For the first few weeks each season the 50-meter pool is relatively empty for most of the day and one can spend blissful hours floating through a David Hockney world of sunlit bright blue and do actual laps without running into anyone. But as schools let out for the summer around mid-July and the heat becomes increasingly insufferable, the pool becomes a tangle of legs and floatation devices. It is then hard to advance more than a few meters without getting broadsided by a 1/2 scale inflatable killer whale. One gives up hope of doing any real swimming but surrenders to the joys of splashing around and goofing off like a 9-year-old. There's plenty of real wildlife to relate to there, as well, among the inflatable kind. Dragonflies dart along the water's surface on bright afternoons and bats emerge from the adjacent woods in the evenings. Then there are the buzzing near-corpses of doomed cicadas bobbing along in the water which we gently move to the drier pool edge as much to avoid swallowing the damn things as out of respect for their final agonies.

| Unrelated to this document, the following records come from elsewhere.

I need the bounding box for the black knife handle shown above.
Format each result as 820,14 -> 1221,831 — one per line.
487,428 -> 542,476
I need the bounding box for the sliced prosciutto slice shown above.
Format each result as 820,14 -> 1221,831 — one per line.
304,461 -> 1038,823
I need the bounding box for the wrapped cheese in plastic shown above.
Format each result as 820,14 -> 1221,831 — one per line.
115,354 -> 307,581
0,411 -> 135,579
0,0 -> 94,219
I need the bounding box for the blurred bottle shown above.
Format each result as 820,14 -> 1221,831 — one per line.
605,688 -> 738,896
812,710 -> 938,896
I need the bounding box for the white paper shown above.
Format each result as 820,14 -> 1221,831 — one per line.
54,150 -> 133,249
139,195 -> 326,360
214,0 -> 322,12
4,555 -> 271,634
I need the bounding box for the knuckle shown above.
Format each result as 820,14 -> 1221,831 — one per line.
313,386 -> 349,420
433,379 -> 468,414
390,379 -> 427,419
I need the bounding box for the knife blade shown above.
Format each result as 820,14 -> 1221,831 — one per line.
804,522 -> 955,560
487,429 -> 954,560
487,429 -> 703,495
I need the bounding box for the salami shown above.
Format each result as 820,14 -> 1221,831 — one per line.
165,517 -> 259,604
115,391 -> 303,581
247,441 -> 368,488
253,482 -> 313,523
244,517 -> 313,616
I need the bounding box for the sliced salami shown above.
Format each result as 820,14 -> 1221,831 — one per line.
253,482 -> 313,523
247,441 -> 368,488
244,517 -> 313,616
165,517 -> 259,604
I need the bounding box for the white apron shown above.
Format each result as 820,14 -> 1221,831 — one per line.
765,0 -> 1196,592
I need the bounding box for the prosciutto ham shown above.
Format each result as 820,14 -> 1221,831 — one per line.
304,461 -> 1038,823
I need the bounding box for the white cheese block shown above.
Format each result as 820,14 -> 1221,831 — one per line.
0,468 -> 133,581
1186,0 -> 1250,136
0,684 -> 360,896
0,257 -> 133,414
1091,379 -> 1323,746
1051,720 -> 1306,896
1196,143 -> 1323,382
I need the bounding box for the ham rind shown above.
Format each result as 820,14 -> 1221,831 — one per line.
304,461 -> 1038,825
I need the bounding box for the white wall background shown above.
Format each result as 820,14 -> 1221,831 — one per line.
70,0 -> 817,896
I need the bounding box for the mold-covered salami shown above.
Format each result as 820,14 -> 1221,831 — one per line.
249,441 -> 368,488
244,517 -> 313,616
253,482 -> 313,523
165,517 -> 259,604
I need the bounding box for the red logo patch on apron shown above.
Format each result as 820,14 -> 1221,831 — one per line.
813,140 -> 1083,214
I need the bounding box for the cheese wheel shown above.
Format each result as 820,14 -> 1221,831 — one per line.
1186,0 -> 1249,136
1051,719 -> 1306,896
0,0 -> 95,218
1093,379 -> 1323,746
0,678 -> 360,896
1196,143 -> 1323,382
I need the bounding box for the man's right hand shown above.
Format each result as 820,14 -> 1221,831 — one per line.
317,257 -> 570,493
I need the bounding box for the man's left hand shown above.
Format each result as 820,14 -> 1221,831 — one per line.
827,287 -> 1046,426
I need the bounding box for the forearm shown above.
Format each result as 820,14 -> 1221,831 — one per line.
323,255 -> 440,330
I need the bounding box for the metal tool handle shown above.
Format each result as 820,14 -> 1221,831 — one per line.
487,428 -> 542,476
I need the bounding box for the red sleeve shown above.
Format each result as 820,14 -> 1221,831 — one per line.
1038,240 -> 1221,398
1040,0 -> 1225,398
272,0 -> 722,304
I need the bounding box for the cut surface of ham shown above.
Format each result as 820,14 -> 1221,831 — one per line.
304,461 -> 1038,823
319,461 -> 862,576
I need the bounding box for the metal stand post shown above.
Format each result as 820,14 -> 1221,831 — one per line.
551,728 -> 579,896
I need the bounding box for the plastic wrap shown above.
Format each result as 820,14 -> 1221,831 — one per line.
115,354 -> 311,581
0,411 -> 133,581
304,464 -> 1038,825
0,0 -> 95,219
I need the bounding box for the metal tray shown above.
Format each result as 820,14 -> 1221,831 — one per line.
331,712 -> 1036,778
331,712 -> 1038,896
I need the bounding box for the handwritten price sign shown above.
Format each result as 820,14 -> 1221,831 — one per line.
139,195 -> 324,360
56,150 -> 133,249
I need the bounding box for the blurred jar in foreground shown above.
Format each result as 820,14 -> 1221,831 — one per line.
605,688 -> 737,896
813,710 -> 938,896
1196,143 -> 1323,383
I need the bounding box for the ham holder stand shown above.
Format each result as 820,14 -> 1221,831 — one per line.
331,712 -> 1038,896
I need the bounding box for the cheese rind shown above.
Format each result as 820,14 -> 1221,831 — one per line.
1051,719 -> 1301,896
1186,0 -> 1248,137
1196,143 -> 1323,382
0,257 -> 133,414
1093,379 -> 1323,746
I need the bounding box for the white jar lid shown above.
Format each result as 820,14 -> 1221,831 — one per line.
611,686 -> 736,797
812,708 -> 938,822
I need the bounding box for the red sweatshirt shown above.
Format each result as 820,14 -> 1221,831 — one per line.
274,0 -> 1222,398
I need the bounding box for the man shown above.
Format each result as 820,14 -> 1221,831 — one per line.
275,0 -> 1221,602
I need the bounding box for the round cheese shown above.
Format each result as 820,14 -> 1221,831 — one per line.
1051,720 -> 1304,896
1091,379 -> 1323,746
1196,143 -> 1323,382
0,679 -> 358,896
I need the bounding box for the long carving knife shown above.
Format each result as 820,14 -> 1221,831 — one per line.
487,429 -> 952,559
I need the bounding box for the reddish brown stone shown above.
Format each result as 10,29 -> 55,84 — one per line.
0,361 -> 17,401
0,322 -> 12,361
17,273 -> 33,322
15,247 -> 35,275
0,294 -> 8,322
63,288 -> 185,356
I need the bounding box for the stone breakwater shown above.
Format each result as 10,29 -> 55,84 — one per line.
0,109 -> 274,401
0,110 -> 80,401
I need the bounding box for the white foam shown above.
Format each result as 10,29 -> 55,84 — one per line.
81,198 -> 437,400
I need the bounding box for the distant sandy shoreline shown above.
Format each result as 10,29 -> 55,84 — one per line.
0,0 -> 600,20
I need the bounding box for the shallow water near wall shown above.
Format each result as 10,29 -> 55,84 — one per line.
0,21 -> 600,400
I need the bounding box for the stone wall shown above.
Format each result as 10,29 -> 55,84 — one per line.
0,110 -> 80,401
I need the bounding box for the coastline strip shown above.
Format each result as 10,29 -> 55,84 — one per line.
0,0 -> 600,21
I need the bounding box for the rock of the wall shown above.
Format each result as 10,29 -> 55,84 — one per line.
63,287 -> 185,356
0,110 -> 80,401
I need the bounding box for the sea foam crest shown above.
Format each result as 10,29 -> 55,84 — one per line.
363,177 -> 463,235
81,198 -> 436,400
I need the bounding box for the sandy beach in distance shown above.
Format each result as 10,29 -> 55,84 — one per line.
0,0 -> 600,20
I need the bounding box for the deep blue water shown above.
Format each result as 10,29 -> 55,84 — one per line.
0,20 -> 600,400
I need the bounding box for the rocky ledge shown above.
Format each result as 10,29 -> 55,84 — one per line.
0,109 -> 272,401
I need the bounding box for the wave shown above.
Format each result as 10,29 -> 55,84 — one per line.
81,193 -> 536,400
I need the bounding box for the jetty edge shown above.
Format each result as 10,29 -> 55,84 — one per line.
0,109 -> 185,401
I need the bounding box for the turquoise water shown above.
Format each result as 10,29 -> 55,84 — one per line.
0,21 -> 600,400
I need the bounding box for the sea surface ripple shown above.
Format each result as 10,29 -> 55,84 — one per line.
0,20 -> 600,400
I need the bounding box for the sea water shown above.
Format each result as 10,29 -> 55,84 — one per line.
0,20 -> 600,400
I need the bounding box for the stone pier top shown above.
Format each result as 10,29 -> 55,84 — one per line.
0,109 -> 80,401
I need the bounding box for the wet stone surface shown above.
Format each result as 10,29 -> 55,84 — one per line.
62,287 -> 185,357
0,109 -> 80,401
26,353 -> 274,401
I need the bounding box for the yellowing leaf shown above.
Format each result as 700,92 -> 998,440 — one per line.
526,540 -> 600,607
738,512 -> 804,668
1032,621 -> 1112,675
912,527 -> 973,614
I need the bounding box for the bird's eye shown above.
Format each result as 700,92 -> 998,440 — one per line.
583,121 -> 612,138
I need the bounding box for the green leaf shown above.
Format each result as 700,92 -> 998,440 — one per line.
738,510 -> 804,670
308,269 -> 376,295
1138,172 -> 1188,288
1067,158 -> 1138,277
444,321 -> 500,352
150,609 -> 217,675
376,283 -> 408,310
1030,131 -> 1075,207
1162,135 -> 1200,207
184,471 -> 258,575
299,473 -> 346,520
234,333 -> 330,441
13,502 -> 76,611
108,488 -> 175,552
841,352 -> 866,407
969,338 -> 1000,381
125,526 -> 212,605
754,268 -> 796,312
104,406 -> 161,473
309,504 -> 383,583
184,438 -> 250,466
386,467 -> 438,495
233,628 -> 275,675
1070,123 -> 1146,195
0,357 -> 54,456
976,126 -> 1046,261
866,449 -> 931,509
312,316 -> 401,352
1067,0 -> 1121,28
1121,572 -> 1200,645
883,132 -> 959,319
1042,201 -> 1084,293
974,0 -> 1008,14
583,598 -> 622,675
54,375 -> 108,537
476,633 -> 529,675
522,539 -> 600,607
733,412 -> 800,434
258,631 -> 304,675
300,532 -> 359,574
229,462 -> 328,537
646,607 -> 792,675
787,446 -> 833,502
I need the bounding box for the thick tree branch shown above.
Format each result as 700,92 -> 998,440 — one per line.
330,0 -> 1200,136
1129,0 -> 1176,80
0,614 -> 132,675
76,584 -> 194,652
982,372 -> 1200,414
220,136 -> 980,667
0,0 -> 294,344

But my platonic ideal of a neighborhood pool is still the first one I encountered when I moved to Japan. I lived then in Urawa, Saitama prefecture, and Harayama was my local pool. The main pool was an oval course about 7 meters wide and 200 meters in circumference. In addition, there was a lap pool located within the oval and a kiddie pool with a slide. But the oval pool was the main attraction. On hot days it was packed with people walking, floating, occasionally swimming in the same direction, a great tide of humanity. In fact, the current created by this movement was so strong that it was impossible to walk against it in the opposite direction. I could spend hours in that pool, chatting with friends, watching young families float by on air mattresses, occasionally stepping out for a lunch consisting of a footlong hotdog and yakisoba. I started work around 1 pm in those days so most mornings I hit the pool and I got brown as a nut.

The Wadabori Koen pool closes this week for the season, a bit too early, of course. We could happily swim there well into October. We will hit the nearby indoor pool from time to time but it won't be the same. The mood at the indoor pool seems more geared toward the inner geriatric than the inner 9-year-old.